Como pode ser feita a prevenção quaternária: O paciente deve demonstrar interesse em compreender os riscos e benefícios das intervenções indicadas pelo médico. Consulta de segunda opinião com outro médico especialista* constitui a maneira mais eficaz de se evitar procedimentos invasivos ou de alto custo, conhecer melhor sua doença e buscar tratamentos eficazes e com menores riscos.

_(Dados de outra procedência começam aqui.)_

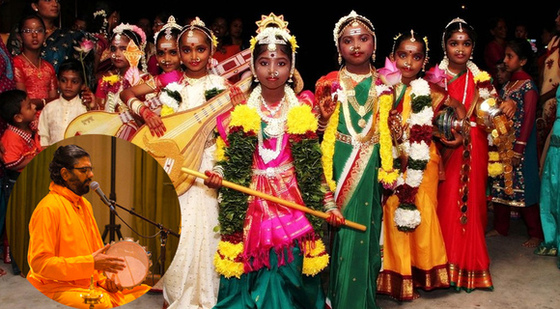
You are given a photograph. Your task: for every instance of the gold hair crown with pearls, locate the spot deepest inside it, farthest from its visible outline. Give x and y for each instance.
(269, 29)
(197, 23)
(171, 24)
(357, 19)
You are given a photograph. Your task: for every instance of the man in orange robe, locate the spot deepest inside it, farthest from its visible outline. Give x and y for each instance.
(65, 247)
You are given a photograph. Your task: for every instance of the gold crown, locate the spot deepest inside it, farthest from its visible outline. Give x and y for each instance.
(272, 19)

** Cross linking e implante de anel corneano intra estromal estão classificados na categoria de procedimentos cirúrgicos e invasivos e estão incluídos na cobertura dos planos de saúde e do SUS. Adaptação de lente escleral e cirurgia de catarata com implante de lente intraocular estenopeica não estão cobertos por planos de saúde ou SUS e os custos são pagos pelo paciente. Os custos de lentes de contato não estão incluídas na cobertura de planos de saúde.
* Diferentes médicos, diante do mesmo paciente, frequentemente diferem quanto ao diagnóstico e/ou quanto ao tratamento indicado. Yehuda Waisberg, autor desse texto, é médico oftalmologista com vasta experiência no atendimento e adaptação de lentes de contato em pacientes com ceratocone. Ao aconselhar seus pacientes, adota postura conservadora, priorizando opções de tratamento pouco invasivos, de menor risco e menor custo para o paciente.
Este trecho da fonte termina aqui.